Nikmati Proses, K.H. Abdullah Gymnastiar
K.H. Abdullah Gymnastiar
Sebenarnya yang harus kita nikmati
dalam hidup ini adalah proses. Mengapa? Karena yang bernilai dalam hidup ini
ternyata adalah proses dan bukan hasil. Kalau hasil itu ALLOH yang menetapkan,
tapi bagi kita punya kewajiban untuk menikmati dua perkara yang dalam aktivitas
sehari-hari harus kita jaga, yaitu selalu menjaga setiap niat dari apapun yang
kita lakukan dan selalu berusaha menyempurnakan ikhtiar yang dilakukan,
selebihnya terserah ALLOH SWT.
Seperti para mujahidin yang
berjuang membela bangsa dan agamanya, sebetulnya bukan kemenangan yang
terpenting bagi mereka, karena menang-kalah itu akan selalu dipergilirkan kepada
siapapun. Tapi yang paling penting baginya adalah bagaimana selama berjuang itu
niatnya benar karena ALLOH dan selama berjuang itu akhlaknya juga tetap terjaga.
Tidak akan rugi orang yang mampu seperti ini, sebab ketika dapat mengalahkan
lawan berarti dapat pahala, kalaupun terbunuh berarti bisa jadi syuhada.
Ketika jualan dalam rangka mencari
nafkah untuk keluarga, maka masalah yang terpenting bagi kita bukanlah uang dari
jualan itu, karena uang itu ada jalurnya, ada rizkinya dari ALLOH dan semua
pasti mendapatkannya.

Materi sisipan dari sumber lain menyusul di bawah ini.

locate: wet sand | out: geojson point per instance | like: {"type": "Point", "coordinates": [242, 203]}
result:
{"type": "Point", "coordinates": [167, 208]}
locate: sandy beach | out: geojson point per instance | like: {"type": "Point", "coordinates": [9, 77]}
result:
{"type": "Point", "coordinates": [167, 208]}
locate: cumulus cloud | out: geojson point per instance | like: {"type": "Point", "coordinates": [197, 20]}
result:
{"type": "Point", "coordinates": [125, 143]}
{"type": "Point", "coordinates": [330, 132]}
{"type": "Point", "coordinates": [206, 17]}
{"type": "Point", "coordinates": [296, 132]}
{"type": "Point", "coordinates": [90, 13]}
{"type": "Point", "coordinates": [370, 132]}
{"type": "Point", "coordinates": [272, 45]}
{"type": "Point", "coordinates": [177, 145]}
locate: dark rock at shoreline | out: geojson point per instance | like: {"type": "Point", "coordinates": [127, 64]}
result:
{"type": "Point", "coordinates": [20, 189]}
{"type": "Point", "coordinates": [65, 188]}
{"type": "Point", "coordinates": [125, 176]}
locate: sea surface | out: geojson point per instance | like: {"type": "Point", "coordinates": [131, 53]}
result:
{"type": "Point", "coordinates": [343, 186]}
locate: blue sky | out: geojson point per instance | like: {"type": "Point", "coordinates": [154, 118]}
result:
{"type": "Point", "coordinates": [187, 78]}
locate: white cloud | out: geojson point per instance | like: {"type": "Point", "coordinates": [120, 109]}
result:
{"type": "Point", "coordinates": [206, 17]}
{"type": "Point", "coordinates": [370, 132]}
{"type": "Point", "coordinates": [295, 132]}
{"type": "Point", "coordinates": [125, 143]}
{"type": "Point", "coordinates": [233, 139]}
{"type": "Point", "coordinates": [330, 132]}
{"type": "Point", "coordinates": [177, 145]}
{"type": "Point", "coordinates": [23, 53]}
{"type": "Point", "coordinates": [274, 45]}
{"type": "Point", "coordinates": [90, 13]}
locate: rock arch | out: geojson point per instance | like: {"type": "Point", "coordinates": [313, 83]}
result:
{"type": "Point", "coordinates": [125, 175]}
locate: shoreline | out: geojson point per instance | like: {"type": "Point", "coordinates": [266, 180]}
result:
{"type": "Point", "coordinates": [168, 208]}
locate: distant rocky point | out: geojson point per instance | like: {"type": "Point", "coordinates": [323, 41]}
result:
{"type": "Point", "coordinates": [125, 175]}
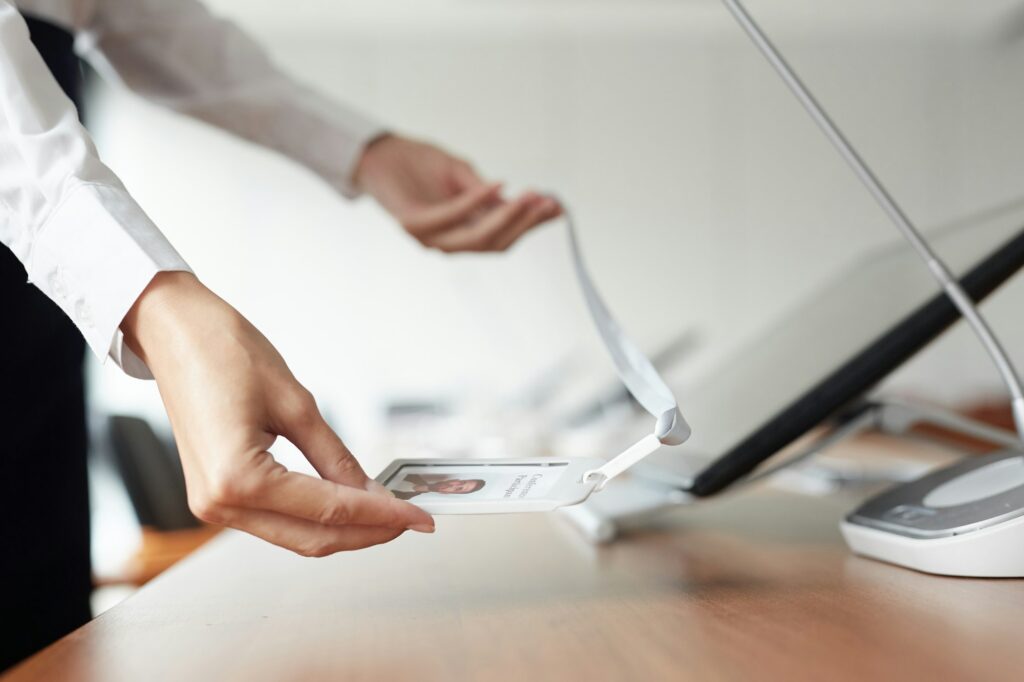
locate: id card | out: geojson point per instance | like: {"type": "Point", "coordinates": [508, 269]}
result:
{"type": "Point", "coordinates": [489, 485]}
{"type": "Point", "coordinates": [496, 486]}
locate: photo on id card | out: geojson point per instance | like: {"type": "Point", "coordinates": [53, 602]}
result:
{"type": "Point", "coordinates": [475, 486]}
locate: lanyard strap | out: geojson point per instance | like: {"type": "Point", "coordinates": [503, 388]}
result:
{"type": "Point", "coordinates": [635, 371]}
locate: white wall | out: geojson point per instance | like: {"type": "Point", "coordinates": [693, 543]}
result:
{"type": "Point", "coordinates": [694, 175]}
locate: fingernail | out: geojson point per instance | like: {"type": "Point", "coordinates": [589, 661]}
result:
{"type": "Point", "coordinates": [377, 488]}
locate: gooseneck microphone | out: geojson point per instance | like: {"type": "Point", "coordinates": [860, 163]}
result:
{"type": "Point", "coordinates": [935, 265]}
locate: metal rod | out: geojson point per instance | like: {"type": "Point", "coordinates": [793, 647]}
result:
{"type": "Point", "coordinates": [939, 269]}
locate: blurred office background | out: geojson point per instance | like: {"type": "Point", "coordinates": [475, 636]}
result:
{"type": "Point", "coordinates": [707, 201]}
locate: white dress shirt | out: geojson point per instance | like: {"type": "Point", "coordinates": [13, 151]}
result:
{"type": "Point", "coordinates": [82, 238]}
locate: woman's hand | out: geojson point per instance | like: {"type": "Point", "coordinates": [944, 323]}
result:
{"type": "Point", "coordinates": [229, 394]}
{"type": "Point", "coordinates": [441, 202]}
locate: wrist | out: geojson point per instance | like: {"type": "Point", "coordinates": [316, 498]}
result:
{"type": "Point", "coordinates": [156, 317]}
{"type": "Point", "coordinates": [370, 160]}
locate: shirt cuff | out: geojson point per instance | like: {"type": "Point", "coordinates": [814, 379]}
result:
{"type": "Point", "coordinates": [336, 155]}
{"type": "Point", "coordinates": [94, 255]}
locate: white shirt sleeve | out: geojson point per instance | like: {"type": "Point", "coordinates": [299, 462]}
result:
{"type": "Point", "coordinates": [179, 55]}
{"type": "Point", "coordinates": [83, 240]}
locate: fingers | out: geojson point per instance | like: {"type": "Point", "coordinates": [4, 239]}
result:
{"type": "Point", "coordinates": [540, 211]}
{"type": "Point", "coordinates": [481, 235]}
{"type": "Point", "coordinates": [437, 217]}
{"type": "Point", "coordinates": [306, 538]}
{"type": "Point", "coordinates": [499, 227]}
{"type": "Point", "coordinates": [269, 486]}
{"type": "Point", "coordinates": [330, 504]}
{"type": "Point", "coordinates": [300, 421]}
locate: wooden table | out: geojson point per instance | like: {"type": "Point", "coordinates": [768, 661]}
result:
{"type": "Point", "coordinates": [751, 587]}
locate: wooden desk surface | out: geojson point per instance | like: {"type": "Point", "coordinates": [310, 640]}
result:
{"type": "Point", "coordinates": [757, 586]}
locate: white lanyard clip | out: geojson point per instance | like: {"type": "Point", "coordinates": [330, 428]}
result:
{"type": "Point", "coordinates": [636, 372]}
{"type": "Point", "coordinates": [671, 429]}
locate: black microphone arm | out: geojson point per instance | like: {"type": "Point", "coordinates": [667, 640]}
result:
{"type": "Point", "coordinates": [938, 268]}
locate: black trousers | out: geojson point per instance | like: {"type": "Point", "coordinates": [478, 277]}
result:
{"type": "Point", "coordinates": [44, 503]}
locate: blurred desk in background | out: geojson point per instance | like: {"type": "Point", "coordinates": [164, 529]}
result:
{"type": "Point", "coordinates": [752, 586]}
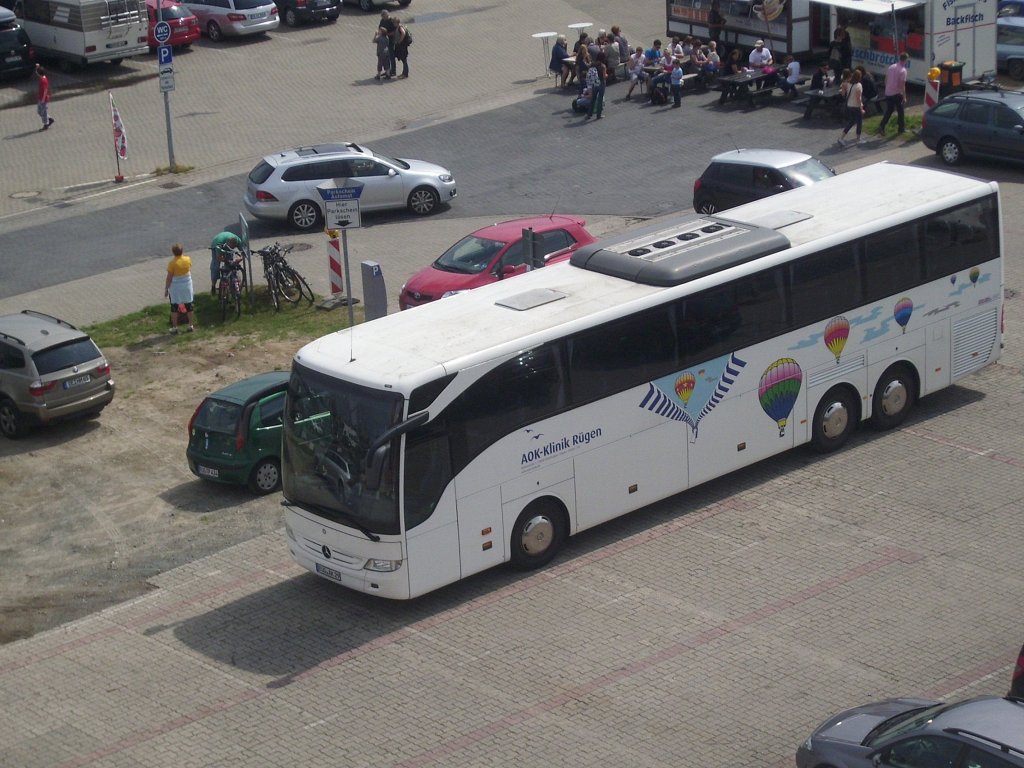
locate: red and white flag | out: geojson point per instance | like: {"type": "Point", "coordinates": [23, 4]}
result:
{"type": "Point", "coordinates": [120, 137]}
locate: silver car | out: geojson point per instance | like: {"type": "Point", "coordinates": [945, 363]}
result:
{"type": "Point", "coordinates": [49, 371]}
{"type": "Point", "coordinates": [220, 18]}
{"type": "Point", "coordinates": [283, 186]}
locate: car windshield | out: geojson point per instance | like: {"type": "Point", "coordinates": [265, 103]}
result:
{"type": "Point", "coordinates": [69, 354]}
{"type": "Point", "coordinates": [902, 723]}
{"type": "Point", "coordinates": [471, 255]}
{"type": "Point", "coordinates": [218, 416]}
{"type": "Point", "coordinates": [329, 427]}
{"type": "Point", "coordinates": [808, 171]}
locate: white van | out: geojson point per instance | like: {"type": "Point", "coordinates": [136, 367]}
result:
{"type": "Point", "coordinates": [85, 32]}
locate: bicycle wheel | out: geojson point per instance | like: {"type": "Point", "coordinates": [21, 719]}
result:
{"type": "Point", "coordinates": [237, 297]}
{"type": "Point", "coordinates": [271, 289]}
{"type": "Point", "coordinates": [288, 284]}
{"type": "Point", "coordinates": [223, 298]}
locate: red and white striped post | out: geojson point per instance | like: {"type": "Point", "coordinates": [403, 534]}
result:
{"type": "Point", "coordinates": [334, 262]}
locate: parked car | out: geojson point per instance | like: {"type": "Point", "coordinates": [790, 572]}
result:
{"type": "Point", "coordinates": [49, 371]}
{"type": "Point", "coordinates": [235, 434]}
{"type": "Point", "coordinates": [491, 254]}
{"type": "Point", "coordinates": [295, 11]}
{"type": "Point", "coordinates": [16, 56]}
{"type": "Point", "coordinates": [1010, 46]}
{"type": "Point", "coordinates": [744, 175]}
{"type": "Point", "coordinates": [183, 24]}
{"type": "Point", "coordinates": [371, 4]}
{"type": "Point", "coordinates": [981, 732]}
{"type": "Point", "coordinates": [1017, 681]}
{"type": "Point", "coordinates": [283, 186]}
{"type": "Point", "coordinates": [982, 124]}
{"type": "Point", "coordinates": [220, 18]}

Karena kalau kita mengukur kesuksesan itu dari untung yang
didapat, maka akan gampang sekali bagi ALLOH untuk memusnahkan untung yang
didapat hanya dalam waktu sekejap. Dibuat musibah menimpanya, dikenai bencana,
hingga akhirnya semua untung yang dicari berpuluh-puluh tahun bisa sirna
seketika.
Walhasil yang terpenting dari
bisnis dan ikhtiar yang dilakukan adalah prosesnya. Misal, bagaimana selama
berjualan itu kita selalu menjaga niat agar tidak pernah ada satu miligram pun
hak orang lain yang terambil oleh kita, bagaimana ketika berjualan itu kita
tampil penuh keramahan dan penuh kemuliaan akhlak, bagaimana ketika sedang
bisnis benar-benar dijaga kejujuran kita, tepat waktu, janji-janji kita penuhi.
Dan
keuntungan bagi kita ketika sedang berproses mencari nafkah adalah dengan sangat
menjaga nilai-nilai perilaku kita. Perkara uang sebenarya tidak usah terlalu
dipikirkan, karena ALLOH Mahatahu kebutuhan kita lebih tahu dari kita sendiri.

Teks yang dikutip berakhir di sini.